Tak. Stało się. Wszystko wskazuje na to że nasza wspaniała, młoda, dynamicznie rozwijająca się firma zostanie przejęta.

Co prawda gdy dokładniej przypatrzymy się strukturze akcjonariatu, i planom jak ma się on zmienić, nie jest już takie oczywiste, kto kogo kupuje i za czyje pieniądze, ale COŚ zmieni się na pewno.
W ostatni piątek z firmą "oficjalnie" pożegnał się jeden z jej założycieli. Zacne pożegnanie odbyło się w Krakowie, a napitku i jadła ponoć nie brakowało.
Mający go zastąpić Radi, pokazał już swoje oblicze znakomitego salesmana. Podobno sprzedawał będzie wszystko i wszystkim, bo taką ma fantazję. Komuś znudził się projekt? Nie chce mu się już użerać z wiekowym kodem? Bierzemy!!! Dziesięciu czy piętnastu programujących w assemblerze to betka.

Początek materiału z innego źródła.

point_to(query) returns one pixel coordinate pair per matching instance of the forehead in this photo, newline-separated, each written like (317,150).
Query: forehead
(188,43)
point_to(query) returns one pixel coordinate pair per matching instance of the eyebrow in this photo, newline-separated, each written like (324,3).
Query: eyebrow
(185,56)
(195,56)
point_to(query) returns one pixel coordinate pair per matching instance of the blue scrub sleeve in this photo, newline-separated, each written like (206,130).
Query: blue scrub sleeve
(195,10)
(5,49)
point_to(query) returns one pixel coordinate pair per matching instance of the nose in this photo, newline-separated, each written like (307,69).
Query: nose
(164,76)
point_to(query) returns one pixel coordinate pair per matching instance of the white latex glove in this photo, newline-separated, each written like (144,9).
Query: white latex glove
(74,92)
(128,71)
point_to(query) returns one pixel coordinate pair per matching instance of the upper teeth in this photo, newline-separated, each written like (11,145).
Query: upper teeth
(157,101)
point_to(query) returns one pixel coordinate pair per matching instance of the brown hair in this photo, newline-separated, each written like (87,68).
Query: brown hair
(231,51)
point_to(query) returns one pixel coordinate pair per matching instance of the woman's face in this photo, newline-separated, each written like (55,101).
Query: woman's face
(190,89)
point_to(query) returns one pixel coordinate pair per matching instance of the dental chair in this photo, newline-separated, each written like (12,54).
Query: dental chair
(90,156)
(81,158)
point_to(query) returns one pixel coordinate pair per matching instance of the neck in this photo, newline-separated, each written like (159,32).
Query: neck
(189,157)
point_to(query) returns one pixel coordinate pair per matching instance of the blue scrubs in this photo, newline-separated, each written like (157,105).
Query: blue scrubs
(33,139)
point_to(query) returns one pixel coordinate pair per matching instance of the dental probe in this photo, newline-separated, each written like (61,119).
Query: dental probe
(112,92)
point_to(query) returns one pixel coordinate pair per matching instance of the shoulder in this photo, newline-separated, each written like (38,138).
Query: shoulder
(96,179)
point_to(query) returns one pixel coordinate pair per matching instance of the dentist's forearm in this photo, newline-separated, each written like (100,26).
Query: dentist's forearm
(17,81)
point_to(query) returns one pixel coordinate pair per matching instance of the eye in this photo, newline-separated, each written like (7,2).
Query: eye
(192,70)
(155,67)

Zawsze myślałem, że sprzedajmy to na czym się znamy (albo przynajmniej wydaje nam się, że się znamy...), ale najwidoczniej to żadne wyzwanie. Proponujemy jeszcze dżem i gwoździe... - nie ma to jak na dobry początek ustawić do pionu wszystkich którzy myśleli ze będą mogli pracować przy ciekawych projektach i się rozwijać.

3 komentarze:

  1. Że co? Że my to niby ta mała rybka? Nasza gazela biznesu?
    Myślę że lepiej oddaje sytuację taki obraz

    OdpowiedzUsuń
  2. To jak, szukac Wam juz pracy na zmywaku?

    OdpowiedzUsuń
  3. A jak myslisz dlaczego tyle myjek dostałeś?